= Clement Writer =

English anti-scripturist and clothier

Clement Writer (fl. 1627–1658), was an English "anti-scripturist" and clothier from Worcester, best known for his attacks on the infallibility of the Bible.

==Life==
In 1627 "Clement Write, tailor",’ attached Captain Edward Spring's horses for a debt of £8. In 1631 he had a lawsuit with John Racster, who wrote on 19 November to Sir Dudley Carleton, viscount Dorchester, requesting him to use his influence in his behalf with Sir Nathaniel Brent, judge of the prerogative court. He had another lawsuit at a later date against his uncle, George Worfield, in the court of chancery, in which he complained that the lord keeper, Thomas Coventry, 1st Baron Coventry, did him injustice to the extent of some £1,500 on the representations of some Puritan antagonist. On 4 December 1640 he petitioned for redress to
"the grand committee of the courts of justice", but before his case could be heard the committee was dissolved.

In February 1645–6 Writer renewed his complaint to the committee of the House of Commons appointed to consider petitions. They on 10 February nominated a sub-committee to examine his case, but before their report was made the committee of petitions was suspended. After this new disappointment he printed and distributed to members of parliament The Sad Case of Clement Writer, who hath waited for reliefe therein since the fourth December 1640. In 1652 the Worcester committee for sequestration were enjoined by Thomas Fowle, solicitor for the Commonwealth, to examine into his case against Lord Coventry, but the dissolution of parliament in December again prevented his obtaining hearing. On 1 October 1656 he petitioned Cromwell on the subject, and the council of state referred his case to a committee. Whether he ultimately obtained satisfaction is uncertain.
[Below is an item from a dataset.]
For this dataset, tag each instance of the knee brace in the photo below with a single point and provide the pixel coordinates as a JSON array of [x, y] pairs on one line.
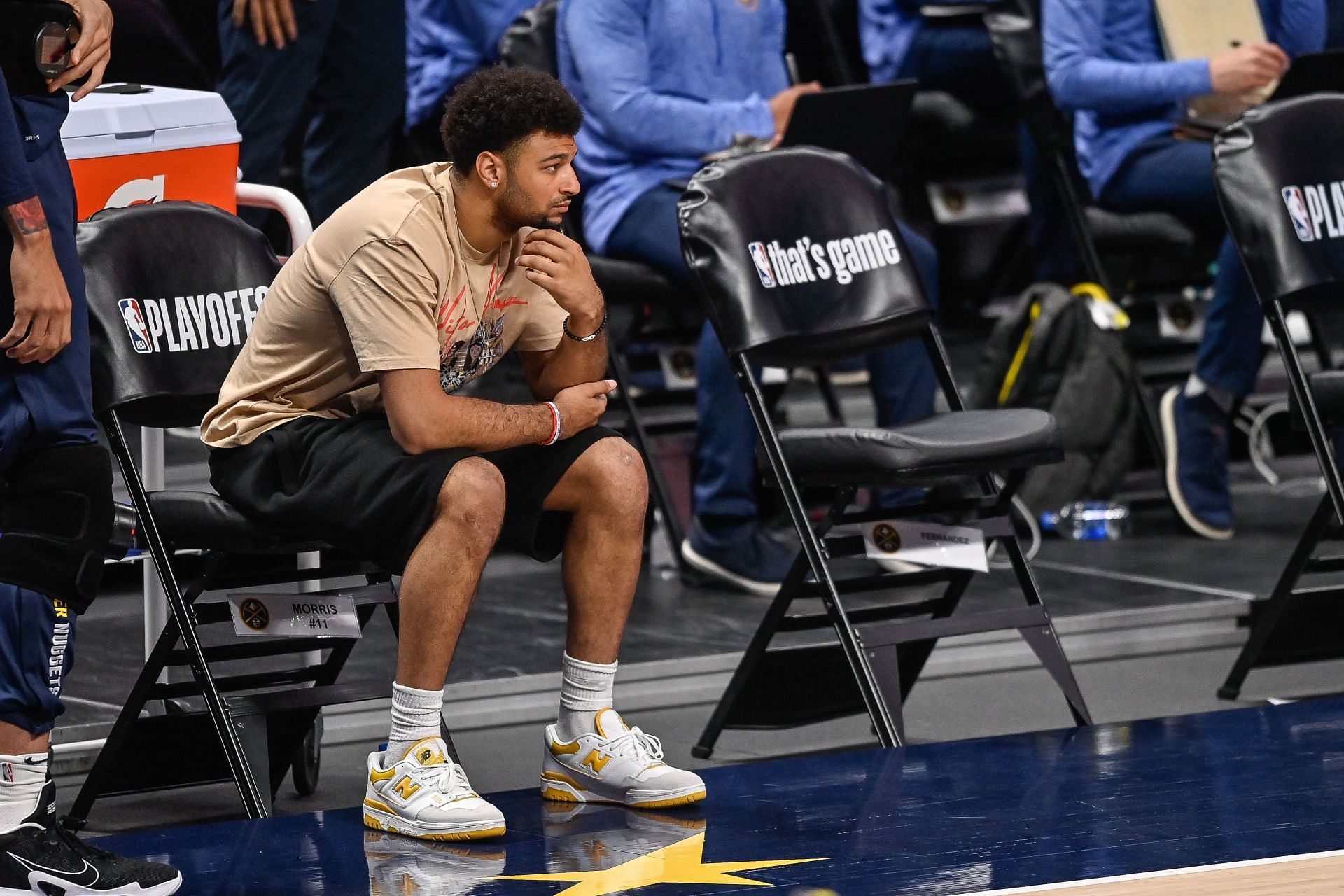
[[55, 519]]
While Writer's temporal affairs were far from prosperous, his spiritual condition, according to Thomas Edwards (1599–1647), was continually becoming more dreadful. Originally a Presbyterian, or at least a Puritan, about 1638 he "fell off from the communion of our churches to independency and Brownisme; from that he fell to anabaptisme and Arminianisme and to mortalisme, holding the soul mortal. After that he fell to be a seeker, and is now an anti-scripturist, questionist, and sceptick, and, I fear, an atheist". By 1647, Edwards proceeds to say, he had become "an arch-heretique and fearfull apostate, an old wolf, and a subtile man, who goes about corrupting and venting his errors; he is often in Westminster-Hall and in the Exchange", making it "his businesse to plunder men of their faith; and if he can do that upon any it fattens him—that's meat to him".

==Works==
Edwards asserted that Writer had a large share in Man's Mortalitie, an anonymous tract usually attributed to Richard Overton, in which heterodox doctrines were propounded concerning the immortality of the soul.

Shortly before 1655 Writer formed the acquaintance of Richard Baxter, who described him as "an ancient man, who professed to be a seeker, but was either a juggling papist or an infidel, more probably the latter." He wrote "a scornful book against the ministry", called Jus Divinum Presbyterii, a treatise which is not extant. Baxter added that in conversation with him Writer urged that "no man is bound to believe in Christ who doth not see confirming miracles with his own eyes", anticipating David Hume's argument. Baxter replied to Writer in the Unreasonableness of Infidelity (London, 1655).

In 1657 appeared Fides Divina: the Ground of True Faith asserted (London), which is probably by Writer, although he refused to acknowledge to Baxter that he was the author. In this treatise he urged the insufficiency of the scriptures as a rule of faith on account of their liability to error in transcription and translation, and on account of the differences of opinion respecting the inspiration of certain of them. Baxter resumed the controversy in A Second Sheet for the Ministry, and in 1658 Writer rejoined with An Apologetical Narration: or a just and necessary Vindication of Clement Writer against a Four-fold Charge laid on him by Richard Baxter (London). The date of Writer's death is not known.